SC@150: 1992 Constitution Entrenches Chieftaincy As Co-Equal Pillar Of Governance – Otumfuo

The Monarch of the Asante Kingdom, Otumfuo Osei Tutu II, has described the institution of chieftaincy as a co-equal pillar of Ghana’s governance architecture.
According to His Majesty, they are not merely an institution tolerated by the modern state.
His Majesty cited Article 270, which guarantees customary law and usage, at the second lecture of the Judiciary’s series marking the 150th Anniversary of the Supreme Court on July 16, 2026.
“The 1992 Constitution marks the decisive turning point in this long history,” His Majesty stated.
“Article 270 guarantees the institution of chieftaincy, together with its traditional councils, as established by customary law and usage, and expressly forecloses Parliament from legislating in a manner that detracts from or derogates from the honour and dignity of the institution.”
His Majesty noted that while the Constitution provides recognition, it has fallen to the Traditional Councils’ Judicial Committees and ultimately the Supreme Court to give that recognition practical content.

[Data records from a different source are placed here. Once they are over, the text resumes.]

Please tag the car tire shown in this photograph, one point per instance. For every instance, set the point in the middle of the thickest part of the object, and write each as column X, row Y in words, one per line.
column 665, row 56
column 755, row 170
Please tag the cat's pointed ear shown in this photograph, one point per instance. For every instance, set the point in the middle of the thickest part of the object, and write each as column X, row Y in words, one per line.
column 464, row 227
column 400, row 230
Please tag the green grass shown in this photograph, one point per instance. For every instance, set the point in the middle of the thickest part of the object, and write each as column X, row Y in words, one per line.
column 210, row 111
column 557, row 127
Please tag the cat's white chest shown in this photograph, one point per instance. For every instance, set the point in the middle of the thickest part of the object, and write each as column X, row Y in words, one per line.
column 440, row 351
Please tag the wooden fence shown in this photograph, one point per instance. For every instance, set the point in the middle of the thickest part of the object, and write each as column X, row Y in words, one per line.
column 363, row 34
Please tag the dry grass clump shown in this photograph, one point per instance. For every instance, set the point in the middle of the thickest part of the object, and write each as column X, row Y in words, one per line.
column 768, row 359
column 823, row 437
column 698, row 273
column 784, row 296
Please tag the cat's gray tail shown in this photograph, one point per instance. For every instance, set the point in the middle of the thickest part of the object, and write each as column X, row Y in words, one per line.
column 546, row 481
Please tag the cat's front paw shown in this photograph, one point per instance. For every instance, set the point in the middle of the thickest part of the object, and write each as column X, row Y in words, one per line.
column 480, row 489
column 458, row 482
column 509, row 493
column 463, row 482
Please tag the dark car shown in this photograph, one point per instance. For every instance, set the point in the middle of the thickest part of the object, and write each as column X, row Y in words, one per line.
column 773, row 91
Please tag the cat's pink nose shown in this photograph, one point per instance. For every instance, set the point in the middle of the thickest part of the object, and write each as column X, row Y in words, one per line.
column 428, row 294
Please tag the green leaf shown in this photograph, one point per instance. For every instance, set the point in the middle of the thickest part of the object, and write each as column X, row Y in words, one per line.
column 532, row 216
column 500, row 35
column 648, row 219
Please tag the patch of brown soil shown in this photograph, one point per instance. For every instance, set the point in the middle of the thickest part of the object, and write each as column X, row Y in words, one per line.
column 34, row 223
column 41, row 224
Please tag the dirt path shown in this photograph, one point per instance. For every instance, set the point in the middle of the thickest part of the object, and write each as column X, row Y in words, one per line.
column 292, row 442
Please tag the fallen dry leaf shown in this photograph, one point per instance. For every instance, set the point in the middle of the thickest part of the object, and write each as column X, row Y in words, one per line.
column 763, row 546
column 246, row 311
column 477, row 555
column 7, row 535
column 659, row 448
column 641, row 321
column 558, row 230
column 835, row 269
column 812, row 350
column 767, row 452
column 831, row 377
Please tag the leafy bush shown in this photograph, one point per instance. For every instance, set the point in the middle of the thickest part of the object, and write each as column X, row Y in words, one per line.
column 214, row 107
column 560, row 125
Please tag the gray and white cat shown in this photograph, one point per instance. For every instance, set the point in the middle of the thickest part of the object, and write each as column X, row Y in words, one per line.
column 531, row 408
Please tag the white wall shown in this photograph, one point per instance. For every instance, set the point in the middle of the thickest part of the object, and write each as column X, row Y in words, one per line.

The Asantehene observed that over the decades the Supreme Court had developed substantial jurisprudence on chieftaincy matters, including determining the exclusive jurisdiction of Judicial Committees under Articles 273 and 274, adjudicating stool and skin succession disputes, and handling perennial cases over stool lands.
In these, His Majesty said the Court has acted “not as a rival to Nananom, but, at its best, as a steadying institutional partner”.
“Where custom is unclear, contested, or has evolved, the Court has increasingly recognised its own institutional humility, deferring to those with lived and inherited knowledge of the custom in question while standing ready to intervene where fundamental rights are genuinely at stake,” His Majesty said.
His Majesty was, however, candid about challenges in the relationship, citing delays in resolving chieftaincy disputes, some spanning generations, which have undermined public confidence and left communities without settled leadership.
Otumfuo also pointed to overlapping and occasionally uncertain jurisdictional lines between regular courts and Judicial Committees, which continue to generate satellite litigation.
“These are not indictments of either institution,” His Majesty noted. “They are the honest growing pains of two systems of authority still learning fully to speak one constitutional language.”